The next Pirate to finish was senior Evan Brookens at 18:36, a time that got him 57th place. Anderson explains that this is the average time for most of the state qualifying runners.
“A lot of people will fit in ten seconds, maybe twenty to thirty kids,” Anderson said. While in the top 10, only a few runners will fill a 10 to 15 second gap.
Sophomore Mason Chronowski came in 65th, at 18:43.9, with senior Moses Huck taking 67th, at 18:46.
The Pirate girls, while not represented as a team, did have two state-qualifying runners competing. Sophomore Emily Bryant placed 19th with a time of 20:48. Senior Brooke Hampton took 27th with a time of 21:10.
“Emily had a good race. Nineteenth is not bad,” Anderson said of Bryant.
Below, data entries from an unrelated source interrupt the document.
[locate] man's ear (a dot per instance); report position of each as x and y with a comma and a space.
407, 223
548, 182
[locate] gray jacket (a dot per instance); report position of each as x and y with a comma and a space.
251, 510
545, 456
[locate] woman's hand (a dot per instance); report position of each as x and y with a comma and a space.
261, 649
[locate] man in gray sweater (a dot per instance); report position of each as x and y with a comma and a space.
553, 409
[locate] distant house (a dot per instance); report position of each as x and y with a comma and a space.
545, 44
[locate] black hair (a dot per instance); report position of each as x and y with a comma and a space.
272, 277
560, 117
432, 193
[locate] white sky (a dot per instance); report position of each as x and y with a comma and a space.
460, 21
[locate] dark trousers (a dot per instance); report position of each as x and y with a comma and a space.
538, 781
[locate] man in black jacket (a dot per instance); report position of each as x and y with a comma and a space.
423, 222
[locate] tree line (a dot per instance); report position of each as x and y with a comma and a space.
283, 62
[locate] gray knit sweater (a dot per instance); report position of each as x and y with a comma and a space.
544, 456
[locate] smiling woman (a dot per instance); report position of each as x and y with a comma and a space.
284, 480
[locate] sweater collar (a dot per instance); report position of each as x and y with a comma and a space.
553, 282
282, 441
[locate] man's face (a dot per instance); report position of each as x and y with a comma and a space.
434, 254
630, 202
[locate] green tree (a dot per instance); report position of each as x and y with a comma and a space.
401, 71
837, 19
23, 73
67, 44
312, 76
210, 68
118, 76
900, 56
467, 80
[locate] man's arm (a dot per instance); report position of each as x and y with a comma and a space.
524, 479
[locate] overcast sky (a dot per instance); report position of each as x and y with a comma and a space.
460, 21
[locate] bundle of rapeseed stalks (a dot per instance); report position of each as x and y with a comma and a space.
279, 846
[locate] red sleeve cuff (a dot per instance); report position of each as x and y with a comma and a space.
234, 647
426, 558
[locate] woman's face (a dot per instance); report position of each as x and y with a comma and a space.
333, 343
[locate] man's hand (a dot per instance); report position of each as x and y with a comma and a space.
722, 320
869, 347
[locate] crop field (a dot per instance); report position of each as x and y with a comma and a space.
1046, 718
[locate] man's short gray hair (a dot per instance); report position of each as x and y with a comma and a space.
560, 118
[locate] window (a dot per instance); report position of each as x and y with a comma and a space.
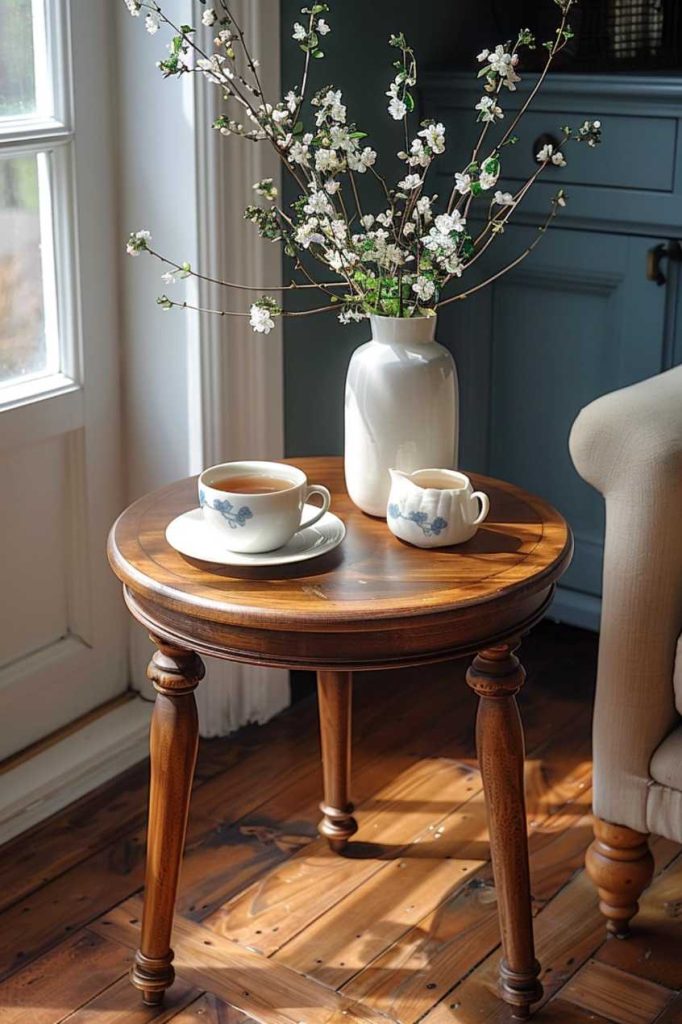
37, 337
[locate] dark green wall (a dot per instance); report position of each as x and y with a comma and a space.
358, 61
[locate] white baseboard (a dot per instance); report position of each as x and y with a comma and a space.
43, 784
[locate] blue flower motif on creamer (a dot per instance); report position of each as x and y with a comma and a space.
231, 516
433, 528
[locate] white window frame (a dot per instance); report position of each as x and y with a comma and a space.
51, 134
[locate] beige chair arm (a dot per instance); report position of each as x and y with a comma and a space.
629, 445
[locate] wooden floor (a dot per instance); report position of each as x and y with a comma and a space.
274, 928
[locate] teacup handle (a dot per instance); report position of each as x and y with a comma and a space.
484, 507
316, 488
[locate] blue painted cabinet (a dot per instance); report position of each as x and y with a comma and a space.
580, 317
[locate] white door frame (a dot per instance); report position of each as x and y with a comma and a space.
200, 389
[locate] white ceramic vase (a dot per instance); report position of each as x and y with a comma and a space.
401, 408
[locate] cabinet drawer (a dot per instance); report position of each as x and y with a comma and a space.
640, 129
636, 153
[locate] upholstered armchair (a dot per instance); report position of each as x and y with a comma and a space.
629, 445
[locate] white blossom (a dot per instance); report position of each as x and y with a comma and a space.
488, 109
410, 182
348, 315
318, 203
153, 23
423, 209
260, 320
330, 107
424, 289
328, 161
446, 222
361, 161
453, 264
300, 151
138, 242
419, 156
503, 64
434, 136
396, 109
308, 233
463, 183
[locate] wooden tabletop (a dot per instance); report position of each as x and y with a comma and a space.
372, 584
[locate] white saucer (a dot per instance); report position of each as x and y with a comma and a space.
188, 535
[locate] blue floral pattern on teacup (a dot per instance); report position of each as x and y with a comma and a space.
433, 528
235, 517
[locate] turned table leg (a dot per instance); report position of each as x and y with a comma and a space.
497, 676
620, 863
334, 697
173, 743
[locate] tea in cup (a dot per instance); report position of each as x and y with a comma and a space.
257, 506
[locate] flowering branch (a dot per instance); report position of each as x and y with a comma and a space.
397, 260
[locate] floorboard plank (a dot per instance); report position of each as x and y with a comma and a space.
622, 997
121, 1004
280, 906
57, 984
654, 947
210, 1010
261, 988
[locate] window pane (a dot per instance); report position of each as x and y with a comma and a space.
28, 336
23, 58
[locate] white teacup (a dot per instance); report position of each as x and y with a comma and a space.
257, 506
433, 508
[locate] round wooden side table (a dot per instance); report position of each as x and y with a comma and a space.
373, 603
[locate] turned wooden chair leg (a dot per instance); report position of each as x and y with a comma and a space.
173, 743
334, 697
620, 863
497, 676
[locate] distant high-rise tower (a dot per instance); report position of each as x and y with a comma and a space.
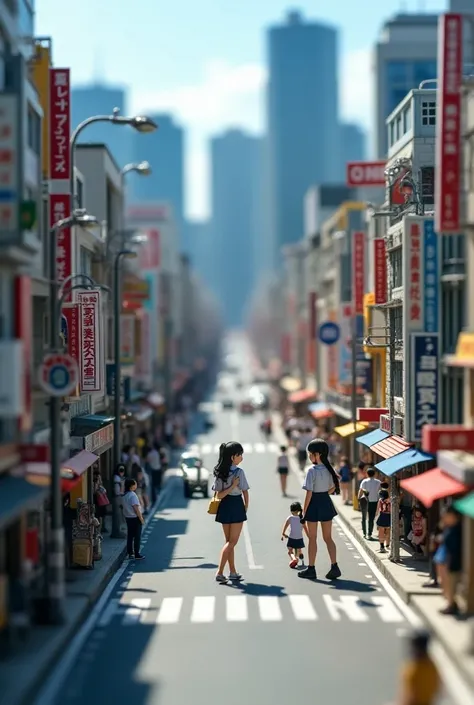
353, 143
236, 204
164, 149
101, 99
303, 120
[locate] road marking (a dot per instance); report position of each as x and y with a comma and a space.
302, 608
349, 604
269, 609
236, 608
203, 609
170, 610
134, 612
249, 550
386, 609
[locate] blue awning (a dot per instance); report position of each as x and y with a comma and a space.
403, 460
371, 438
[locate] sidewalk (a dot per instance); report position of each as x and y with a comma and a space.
25, 671
455, 634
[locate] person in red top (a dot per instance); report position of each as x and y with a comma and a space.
384, 510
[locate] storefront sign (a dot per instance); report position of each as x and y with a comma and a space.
358, 272
424, 369
9, 158
90, 358
448, 124
447, 437
365, 174
96, 442
380, 261
127, 339
60, 208
60, 123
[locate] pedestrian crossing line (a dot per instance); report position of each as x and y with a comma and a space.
203, 609
170, 610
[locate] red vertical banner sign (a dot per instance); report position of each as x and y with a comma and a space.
358, 272
448, 125
60, 165
380, 267
24, 332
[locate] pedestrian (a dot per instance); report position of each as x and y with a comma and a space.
345, 475
420, 680
384, 511
295, 541
283, 468
321, 481
232, 490
371, 487
134, 519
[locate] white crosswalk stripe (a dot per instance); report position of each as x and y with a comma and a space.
243, 608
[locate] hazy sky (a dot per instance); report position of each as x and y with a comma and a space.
205, 60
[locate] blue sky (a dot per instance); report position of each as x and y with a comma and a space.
204, 60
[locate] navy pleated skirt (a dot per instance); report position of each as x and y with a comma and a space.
320, 508
231, 510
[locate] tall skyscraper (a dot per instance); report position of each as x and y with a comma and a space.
353, 143
303, 120
236, 205
404, 56
164, 149
100, 99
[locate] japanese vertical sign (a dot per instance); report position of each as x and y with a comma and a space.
358, 272
9, 167
90, 358
59, 165
380, 266
448, 125
425, 388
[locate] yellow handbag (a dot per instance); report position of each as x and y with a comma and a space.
213, 505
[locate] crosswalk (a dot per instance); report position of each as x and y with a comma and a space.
243, 608
213, 449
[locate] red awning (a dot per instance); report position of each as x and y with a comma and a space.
390, 446
302, 396
432, 485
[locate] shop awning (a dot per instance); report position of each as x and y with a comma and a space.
432, 485
390, 446
350, 428
16, 496
372, 437
466, 505
302, 396
320, 410
398, 462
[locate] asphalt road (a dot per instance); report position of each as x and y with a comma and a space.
167, 634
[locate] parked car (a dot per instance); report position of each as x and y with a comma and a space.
195, 476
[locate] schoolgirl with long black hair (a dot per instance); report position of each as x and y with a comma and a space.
321, 481
232, 489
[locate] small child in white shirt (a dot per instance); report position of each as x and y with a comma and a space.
295, 542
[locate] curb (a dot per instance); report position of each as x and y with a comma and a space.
72, 628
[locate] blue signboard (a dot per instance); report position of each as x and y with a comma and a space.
431, 277
424, 382
329, 333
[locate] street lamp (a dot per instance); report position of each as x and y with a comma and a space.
55, 590
140, 123
123, 254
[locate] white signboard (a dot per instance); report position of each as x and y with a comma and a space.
9, 196
90, 366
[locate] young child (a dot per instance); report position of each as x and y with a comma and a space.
383, 522
295, 542
282, 469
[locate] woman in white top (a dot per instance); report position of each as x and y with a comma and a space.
321, 481
232, 489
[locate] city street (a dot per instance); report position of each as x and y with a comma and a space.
166, 633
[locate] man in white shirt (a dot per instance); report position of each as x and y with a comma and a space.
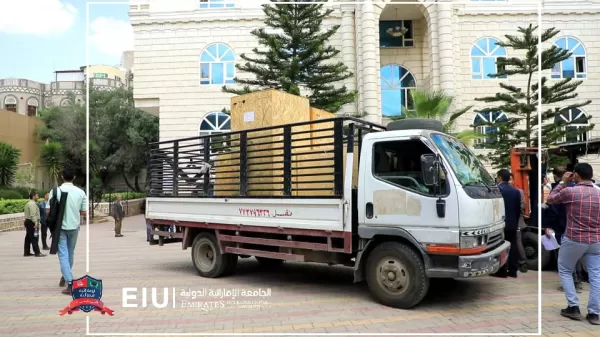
75, 208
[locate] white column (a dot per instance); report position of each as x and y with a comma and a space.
349, 54
369, 62
434, 57
446, 54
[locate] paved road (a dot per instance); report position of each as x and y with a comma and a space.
304, 298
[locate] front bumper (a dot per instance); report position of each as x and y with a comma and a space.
483, 264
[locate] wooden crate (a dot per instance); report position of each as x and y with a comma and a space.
266, 109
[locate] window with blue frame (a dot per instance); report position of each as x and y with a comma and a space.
396, 34
570, 121
217, 65
484, 54
574, 66
396, 85
484, 126
217, 3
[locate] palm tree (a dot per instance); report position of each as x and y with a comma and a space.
52, 157
436, 105
9, 163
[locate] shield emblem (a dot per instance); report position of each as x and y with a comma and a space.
86, 287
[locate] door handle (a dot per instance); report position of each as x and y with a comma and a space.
369, 210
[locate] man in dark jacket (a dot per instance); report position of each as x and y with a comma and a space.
512, 212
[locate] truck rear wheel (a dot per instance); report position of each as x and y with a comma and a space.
396, 275
207, 258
“Brooke ran a solid race. She started the race at 40th and 50th; and throughout the whole race kept moving up and moving up. As a senior, going out, she had her best race,” Anderson said.
Speaking of his two teams this season, Anderson noted that they did not have much big meet experience.
“I thought we could coach through that,” Anderson said. “But, when reality hits, and you look around and see how fast everyone is, it can affect you.”
All in all, though, at state, the Pirates ran with everything they had, and in that, ran a good race.
Looking to next year, Anderson said the team has a solid base from which to build a strong effort.